A lot of arguments like this also forget that there are ways to manage difficulty other than different modes. Dark Souls gives you the option to level up, reinforce equipment, summon allies, and kindle bonfires if you find it too difficult to get by a section or boss. Yes, you'll have to grind in some cases, but strictly speaking, attempting that section/boss over and over is also a grind. Plenty of Souls-likes allow you to get an edge in that fashion. Some might think grinding also misses the point, but the devs have purposefully given players the option to do so; those mechanics serve as difficulty adjustment. (It is missing the point if you grind excessively, mind you. If you have trouble with an area, you level up a couple of times, not 40 times; you do it enough until you're able to overcome that challenge.)

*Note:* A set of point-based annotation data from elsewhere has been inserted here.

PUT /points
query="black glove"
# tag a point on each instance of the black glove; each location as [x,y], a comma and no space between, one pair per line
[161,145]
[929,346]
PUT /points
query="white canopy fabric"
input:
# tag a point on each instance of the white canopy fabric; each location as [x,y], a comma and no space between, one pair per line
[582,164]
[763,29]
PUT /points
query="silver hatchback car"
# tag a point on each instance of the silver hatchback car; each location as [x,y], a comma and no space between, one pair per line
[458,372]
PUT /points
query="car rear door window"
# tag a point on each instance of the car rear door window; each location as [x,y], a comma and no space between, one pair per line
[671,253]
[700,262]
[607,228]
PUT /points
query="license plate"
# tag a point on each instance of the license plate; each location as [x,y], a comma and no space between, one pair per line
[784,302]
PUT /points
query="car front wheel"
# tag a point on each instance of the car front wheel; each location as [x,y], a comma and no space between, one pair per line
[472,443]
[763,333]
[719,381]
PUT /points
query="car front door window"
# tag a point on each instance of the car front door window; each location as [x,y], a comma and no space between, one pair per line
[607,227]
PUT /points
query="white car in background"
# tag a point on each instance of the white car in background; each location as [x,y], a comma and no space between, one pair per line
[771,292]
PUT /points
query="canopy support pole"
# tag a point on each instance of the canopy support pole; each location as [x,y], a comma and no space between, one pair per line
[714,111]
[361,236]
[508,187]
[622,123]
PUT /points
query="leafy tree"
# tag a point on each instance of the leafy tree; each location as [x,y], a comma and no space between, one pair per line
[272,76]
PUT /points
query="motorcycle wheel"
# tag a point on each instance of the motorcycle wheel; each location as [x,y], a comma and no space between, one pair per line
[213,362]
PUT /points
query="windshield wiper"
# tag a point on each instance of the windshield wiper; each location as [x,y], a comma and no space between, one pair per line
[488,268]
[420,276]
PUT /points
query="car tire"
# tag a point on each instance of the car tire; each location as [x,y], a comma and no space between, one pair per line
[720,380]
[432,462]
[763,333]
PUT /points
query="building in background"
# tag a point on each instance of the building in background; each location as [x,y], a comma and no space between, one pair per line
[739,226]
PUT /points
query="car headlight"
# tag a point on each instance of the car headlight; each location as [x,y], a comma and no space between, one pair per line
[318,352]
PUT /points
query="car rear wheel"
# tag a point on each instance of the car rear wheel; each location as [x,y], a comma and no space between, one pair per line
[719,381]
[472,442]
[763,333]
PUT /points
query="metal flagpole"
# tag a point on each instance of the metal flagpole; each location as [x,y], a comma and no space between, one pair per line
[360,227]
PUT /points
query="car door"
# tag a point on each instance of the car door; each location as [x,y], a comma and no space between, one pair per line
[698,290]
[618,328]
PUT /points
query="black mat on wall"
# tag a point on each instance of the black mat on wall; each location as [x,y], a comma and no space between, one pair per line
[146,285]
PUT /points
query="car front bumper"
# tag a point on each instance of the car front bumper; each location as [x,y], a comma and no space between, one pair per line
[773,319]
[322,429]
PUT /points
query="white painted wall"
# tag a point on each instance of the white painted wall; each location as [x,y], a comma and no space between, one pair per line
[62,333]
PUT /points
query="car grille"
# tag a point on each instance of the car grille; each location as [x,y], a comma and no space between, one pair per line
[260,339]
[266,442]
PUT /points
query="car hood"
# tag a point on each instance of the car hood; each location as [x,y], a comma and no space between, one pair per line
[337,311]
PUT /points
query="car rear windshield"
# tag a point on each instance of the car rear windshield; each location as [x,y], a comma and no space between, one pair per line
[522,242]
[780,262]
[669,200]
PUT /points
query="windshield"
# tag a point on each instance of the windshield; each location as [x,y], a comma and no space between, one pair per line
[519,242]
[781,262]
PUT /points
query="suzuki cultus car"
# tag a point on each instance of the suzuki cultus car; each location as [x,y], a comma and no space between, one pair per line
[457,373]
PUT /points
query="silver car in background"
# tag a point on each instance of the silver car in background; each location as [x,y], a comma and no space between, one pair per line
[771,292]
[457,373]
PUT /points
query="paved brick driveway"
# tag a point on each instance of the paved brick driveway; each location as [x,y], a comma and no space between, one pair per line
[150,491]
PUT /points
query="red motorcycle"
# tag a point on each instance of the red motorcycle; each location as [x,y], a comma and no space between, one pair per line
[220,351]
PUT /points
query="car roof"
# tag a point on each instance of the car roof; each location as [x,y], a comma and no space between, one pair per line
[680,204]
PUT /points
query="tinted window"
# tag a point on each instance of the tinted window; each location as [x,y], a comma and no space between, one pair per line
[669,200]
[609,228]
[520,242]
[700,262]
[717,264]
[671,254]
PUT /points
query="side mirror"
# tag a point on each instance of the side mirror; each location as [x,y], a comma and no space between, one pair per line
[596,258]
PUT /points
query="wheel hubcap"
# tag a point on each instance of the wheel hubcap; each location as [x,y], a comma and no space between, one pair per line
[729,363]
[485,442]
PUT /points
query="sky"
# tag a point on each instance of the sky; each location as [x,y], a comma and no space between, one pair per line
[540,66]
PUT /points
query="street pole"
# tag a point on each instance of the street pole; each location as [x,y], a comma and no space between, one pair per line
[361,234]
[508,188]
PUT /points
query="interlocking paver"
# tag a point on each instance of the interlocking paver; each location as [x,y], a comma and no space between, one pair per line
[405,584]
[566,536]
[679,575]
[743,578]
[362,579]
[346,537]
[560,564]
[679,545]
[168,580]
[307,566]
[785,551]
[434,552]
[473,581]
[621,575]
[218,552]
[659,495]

It's understandable that Sekiro would spark such sentiment, however, when it offers so little in that regard due to its extremely tight design. If you have trouble with a mini-boss or boss, there's no way to increase your health or your attack power, because that requires you to defeat them in the first place. Aside from prosthetic tools nad a handful of skills for which you can grind, all you can really do is keep trying until you win. It doesn't help that your arsenal is so limited either; Dark Souls had enough equipment variety to suit many playstyles, but with Sekiro, you have to play the parrying rhythm game. I got as far as the final boss and I put the game on indefinite hold because it stopped being fun to overcome the same kind of challenge so many times, even with how well designed I would argue it has been in terms of difficulty. I could beat him eventually, but I don't feel it would be satisfying to do so.